At that moment she mentioned the video she had sent me some weeks before. She asked me to look for it on my phone. Sure enough, I could see each one of the details she was describing to me on my phone’s screen.

She told me they were in there for an hour, inside that dirty and cold room. It was then that one of the doors opened and between shouts of “HAJDE!” (a Bosnian word that means “let’s go”) they made them get into a car.

SHE looked at me. She told me something like “now comes the worst part”.

She recounts how all twenty four people found themselves locked inside that cubicle and, making a gesture to simulate how a key turning starts the engine on a car, she tells me: “They turned on the ignition on the car. Without starting the engine. They turned on the air conditioning very high. We were in there, like sardines, freezing, for two hours. The guys kept knocking on the doors but nobody helped us”.

After those two hours, the car started and, driving in the same way as she had explained before, stopped just before crossing into Bosnian territory, around seventeen kilometers away from Bihac. They made them get out of the car. A policeman was in front of the group and another one placed himself at the back, they escorted them for around a hundred meters until they got to a bonfire that had been lit up there, in the middle of the mountains. They made them throw their backpacks in the fire and, between shouts of “HADJE” and “FUCK YOU” they forced them to leave croatian territory and were pushed back illegally into Bosnia.

All three sit in silence for a few minutes. Only the cafe’s background music can be heard. All three of them have their heads down, nodding and shaking their heads, as if they were trying to corroborate everything that had just been said and expressing the difficulty of crossing that border that they knew so well.

“We are not lucky”

Their eyes reflect a mixture of courage and dismay. What started as the aim of reaching a life of dignity in Europe is turning into a suffering of more than six months that is bringing with it the profound desperation that pushes them to risk their lives with every try to set foot on Schengen territory.

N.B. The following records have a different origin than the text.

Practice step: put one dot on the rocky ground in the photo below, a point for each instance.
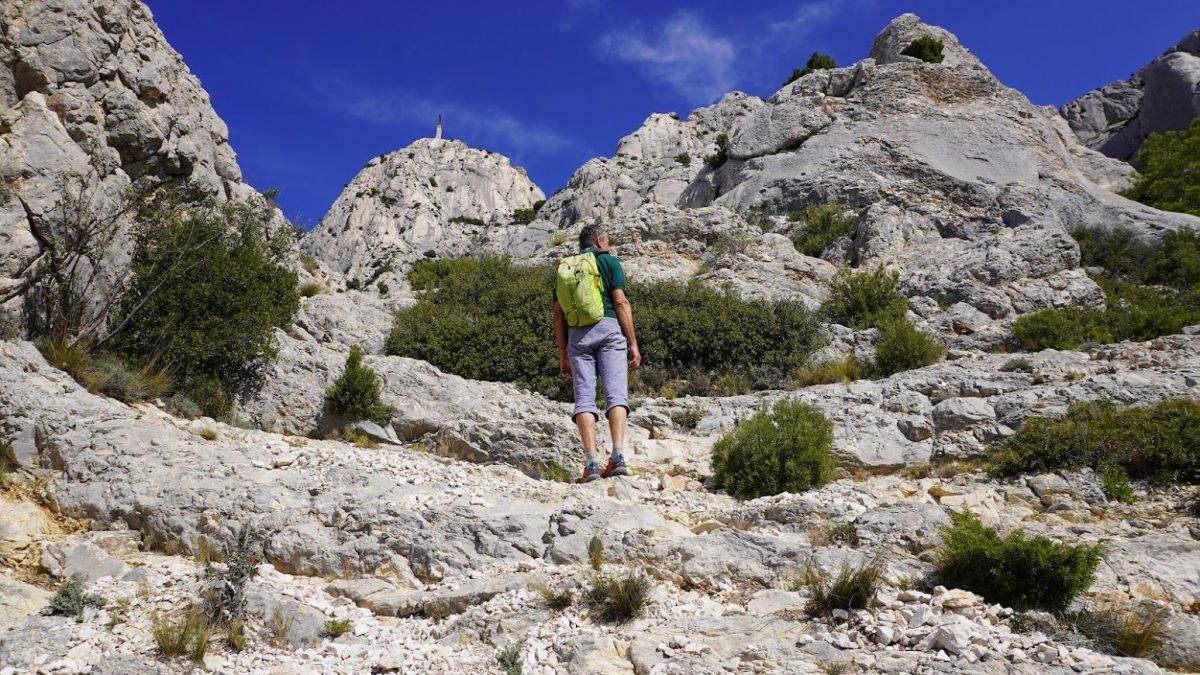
(435, 561)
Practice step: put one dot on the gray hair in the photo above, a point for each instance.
(591, 236)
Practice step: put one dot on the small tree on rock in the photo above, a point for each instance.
(817, 61)
(925, 48)
(354, 395)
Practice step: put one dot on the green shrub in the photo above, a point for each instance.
(617, 599)
(852, 587)
(1170, 171)
(844, 371)
(718, 159)
(785, 451)
(925, 48)
(208, 291)
(71, 599)
(822, 225)
(1067, 328)
(354, 395)
(187, 635)
(1014, 571)
(523, 216)
(816, 63)
(1158, 442)
(487, 318)
(901, 347)
(864, 299)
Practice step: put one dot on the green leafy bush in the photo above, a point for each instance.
(901, 347)
(1170, 171)
(71, 599)
(1158, 442)
(718, 159)
(864, 299)
(1014, 571)
(487, 318)
(208, 290)
(787, 449)
(523, 216)
(617, 599)
(817, 61)
(822, 225)
(925, 48)
(354, 395)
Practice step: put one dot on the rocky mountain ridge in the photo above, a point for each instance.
(1164, 95)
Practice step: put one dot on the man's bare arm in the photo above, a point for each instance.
(625, 318)
(559, 318)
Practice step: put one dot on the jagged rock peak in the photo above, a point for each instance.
(435, 195)
(91, 89)
(1163, 95)
(904, 29)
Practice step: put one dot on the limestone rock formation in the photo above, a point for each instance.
(433, 197)
(1164, 95)
(94, 90)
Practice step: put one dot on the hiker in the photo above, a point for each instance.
(594, 330)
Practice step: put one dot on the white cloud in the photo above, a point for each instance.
(477, 126)
(684, 54)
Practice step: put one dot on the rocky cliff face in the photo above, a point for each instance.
(1164, 95)
(433, 196)
(958, 181)
(94, 90)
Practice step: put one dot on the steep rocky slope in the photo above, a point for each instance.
(958, 181)
(415, 201)
(94, 90)
(1164, 95)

Both them and every single one of us who is trying to help in this part of the world ask ourselves how someone is capable of torturing another human being, how Europe can remain a witness to this silenced tragedy, how someone can have a clean conscience having used violence against a pregnant woman or against a boy who is barely seven years old.

I ask myself at what point we decided to accept that exorbitant amounts of money be invested in mercenaries for these deadly borders; at what point is someone able to even shoot at another someone under the premise of “protecting” a country of the “danger” of another human being seeking a dignified life.

We work on taking their testimonies, collecting them with other colleagues in different points of the country, working on finding a common strategy to make these atrocities visible and denouncing the constant human rights violations happening across the Balkans, but it seems as though the call for help is not sensationalist or striking enough to generate change. Every day that goes by, the number of stories like HERS grows, every day the number of reports of pushbacks done around this place in the world gets higher, with strategies so grim that in some cases push people to give up on their dreams, as reality is made clear to them, like a slap across the face, showing them that EUROPE IS NOT A PARADISE.